Bref, Madame est Servie, un projet titanesque qui m’a tenue occupée entre deux trois autres menues petites choses dans la vie, genre, euh, je sais plus. Il faut dire qu’on s’absorbe vite dans la vie de cette famille un peu atypique, et pourtant si chaleureuse. Voici donc mon bilan de l’année, je veux dire : des 8 saisons.

L’histoire on la connaît tous, mais reposons les bases : Tony Micelli, père veuf d’une petite fille bagarreuse du nom de Samantha, quitte son quartier pas encore gentrifié de Brooklyn à New York, pour trouver une vie meilleure dans l’État autrement plus chicos du Connecticut.

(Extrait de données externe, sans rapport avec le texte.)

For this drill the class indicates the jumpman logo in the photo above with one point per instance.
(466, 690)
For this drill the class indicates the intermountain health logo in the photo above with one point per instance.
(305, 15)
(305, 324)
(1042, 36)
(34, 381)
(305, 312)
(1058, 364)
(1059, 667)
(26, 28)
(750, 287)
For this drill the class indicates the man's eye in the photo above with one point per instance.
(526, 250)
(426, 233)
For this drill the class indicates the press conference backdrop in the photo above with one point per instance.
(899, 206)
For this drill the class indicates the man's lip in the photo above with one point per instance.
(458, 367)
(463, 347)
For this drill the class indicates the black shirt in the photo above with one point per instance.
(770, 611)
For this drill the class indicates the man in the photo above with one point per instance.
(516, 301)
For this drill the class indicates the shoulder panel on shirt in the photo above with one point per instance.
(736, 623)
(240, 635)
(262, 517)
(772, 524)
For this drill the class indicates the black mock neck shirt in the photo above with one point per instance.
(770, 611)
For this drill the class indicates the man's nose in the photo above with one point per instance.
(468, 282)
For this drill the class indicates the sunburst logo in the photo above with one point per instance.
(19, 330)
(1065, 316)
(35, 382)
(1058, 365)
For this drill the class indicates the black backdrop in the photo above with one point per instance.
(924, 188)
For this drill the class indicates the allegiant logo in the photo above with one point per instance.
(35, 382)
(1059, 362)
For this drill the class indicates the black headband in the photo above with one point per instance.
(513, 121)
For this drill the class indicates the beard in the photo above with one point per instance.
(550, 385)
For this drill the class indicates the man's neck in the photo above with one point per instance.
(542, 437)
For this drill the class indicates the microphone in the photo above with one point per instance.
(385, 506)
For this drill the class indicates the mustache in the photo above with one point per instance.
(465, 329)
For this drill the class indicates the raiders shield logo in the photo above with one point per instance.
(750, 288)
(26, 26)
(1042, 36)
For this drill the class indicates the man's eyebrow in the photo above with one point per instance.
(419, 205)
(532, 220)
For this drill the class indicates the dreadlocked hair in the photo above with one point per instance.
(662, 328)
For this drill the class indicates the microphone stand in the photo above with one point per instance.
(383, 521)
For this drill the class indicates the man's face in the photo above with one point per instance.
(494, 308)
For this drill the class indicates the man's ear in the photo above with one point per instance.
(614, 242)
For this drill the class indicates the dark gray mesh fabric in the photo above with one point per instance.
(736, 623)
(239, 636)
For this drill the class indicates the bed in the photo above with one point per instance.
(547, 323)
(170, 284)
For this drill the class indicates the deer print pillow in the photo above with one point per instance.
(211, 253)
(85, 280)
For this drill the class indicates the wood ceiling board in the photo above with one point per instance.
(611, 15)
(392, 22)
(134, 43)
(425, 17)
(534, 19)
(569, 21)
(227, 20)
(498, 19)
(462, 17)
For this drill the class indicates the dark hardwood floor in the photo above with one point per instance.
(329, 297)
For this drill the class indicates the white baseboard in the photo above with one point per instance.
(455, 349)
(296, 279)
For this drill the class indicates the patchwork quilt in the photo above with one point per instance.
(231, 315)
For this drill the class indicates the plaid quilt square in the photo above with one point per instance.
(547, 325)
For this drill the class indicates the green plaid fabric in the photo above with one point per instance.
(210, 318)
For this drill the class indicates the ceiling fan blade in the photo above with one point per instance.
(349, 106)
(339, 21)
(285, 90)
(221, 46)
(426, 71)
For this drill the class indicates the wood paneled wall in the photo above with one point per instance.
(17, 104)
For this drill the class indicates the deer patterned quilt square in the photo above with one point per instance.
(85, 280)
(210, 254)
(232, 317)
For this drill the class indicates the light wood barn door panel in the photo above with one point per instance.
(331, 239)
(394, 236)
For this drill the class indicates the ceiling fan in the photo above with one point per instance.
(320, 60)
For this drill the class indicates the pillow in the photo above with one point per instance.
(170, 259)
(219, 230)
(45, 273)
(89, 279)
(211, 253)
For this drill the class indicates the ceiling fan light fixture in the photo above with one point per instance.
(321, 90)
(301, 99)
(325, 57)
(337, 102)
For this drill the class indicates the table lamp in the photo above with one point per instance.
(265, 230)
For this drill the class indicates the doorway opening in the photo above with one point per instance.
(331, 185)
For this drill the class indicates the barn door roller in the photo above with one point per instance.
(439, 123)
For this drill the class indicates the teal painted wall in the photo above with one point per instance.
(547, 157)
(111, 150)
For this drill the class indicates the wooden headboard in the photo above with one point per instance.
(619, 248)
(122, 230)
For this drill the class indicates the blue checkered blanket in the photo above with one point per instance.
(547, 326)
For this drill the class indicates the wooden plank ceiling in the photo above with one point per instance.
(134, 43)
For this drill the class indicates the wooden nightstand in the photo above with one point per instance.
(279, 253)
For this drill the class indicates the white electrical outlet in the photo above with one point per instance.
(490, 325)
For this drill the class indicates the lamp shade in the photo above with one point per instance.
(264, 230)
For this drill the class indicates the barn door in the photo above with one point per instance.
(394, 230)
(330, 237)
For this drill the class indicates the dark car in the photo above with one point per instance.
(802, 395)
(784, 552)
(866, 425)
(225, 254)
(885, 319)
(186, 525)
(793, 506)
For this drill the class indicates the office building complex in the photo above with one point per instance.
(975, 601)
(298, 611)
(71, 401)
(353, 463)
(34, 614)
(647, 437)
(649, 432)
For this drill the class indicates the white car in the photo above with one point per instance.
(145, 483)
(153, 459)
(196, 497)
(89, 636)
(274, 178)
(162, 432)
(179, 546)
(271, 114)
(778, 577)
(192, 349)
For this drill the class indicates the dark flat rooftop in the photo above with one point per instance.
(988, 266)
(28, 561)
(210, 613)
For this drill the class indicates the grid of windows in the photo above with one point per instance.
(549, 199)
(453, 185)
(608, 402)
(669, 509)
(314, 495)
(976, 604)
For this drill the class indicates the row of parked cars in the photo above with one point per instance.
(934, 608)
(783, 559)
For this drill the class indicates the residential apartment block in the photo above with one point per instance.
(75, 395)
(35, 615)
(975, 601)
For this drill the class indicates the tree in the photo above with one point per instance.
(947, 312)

Il se présente donc pour répondre à une annonce de domestique auprès d’Angela Bower, une publicitaire ambitieuse qui suite à son divorce, gère seule l’éducation de son fils unique Jonathan, quoique sa mère Mona Robinson soit souvent présente (hélas essentiellement pour la taquiner).
Tony se présente donc avec sa fille sous le bras et sa vie dans sa fourgonnette, après avoir tout plaqué, alors qu’il n’est même pas certain d’obtenir le poste ; mais au début des années 80 la recherche d’emploi, c’était pas la même ambiance et les gens avaient encore ce qu’on appelle de l’espoir.
Bien qu’initialement interloquée à l’idée d’engager un homme pour tenir sa maison et s’occuper de son foyer, Angela finit par l’embaucher. Et ils se marièrent et vécurent heureux… enfin pas tout de suite, bien-sûr.

Pour l’essentiel, Madame est Servie est donc une comédie domestique assez classique, où il va être question de faire à dîner, de conquérir des clients, d’aider les enfants à grandir, et de se lancer des œillades l’air de rien. L’aspect romantique est en effet omniprésent dans la série dés le premier épisode (et oui, j’ai quand même été jusqu’au bout du marathon), amené de façon variable d’un épisode à l’autre mais toujours là en toile de fond pour rappeler que si Tony et Angela jouent au papa et à la maman, c’est qu’il y a une raison. On n’imaginerait pas ces deux-là n’être que des amis, et Madame est Servie est TRÈS claire à ce sujet.
Alors du coup, les intrigues en elles-mêmes sont rarement foudroyantes, à plus forte raison pendant une ère télévisuelle où le feuilletonnant n’était pas franchement à l’ordre du jour ; cela se décante un peu sur la fin de la série, mais pour l’essentiel, il faut s’attendre à de l’inconséquence la plus totale.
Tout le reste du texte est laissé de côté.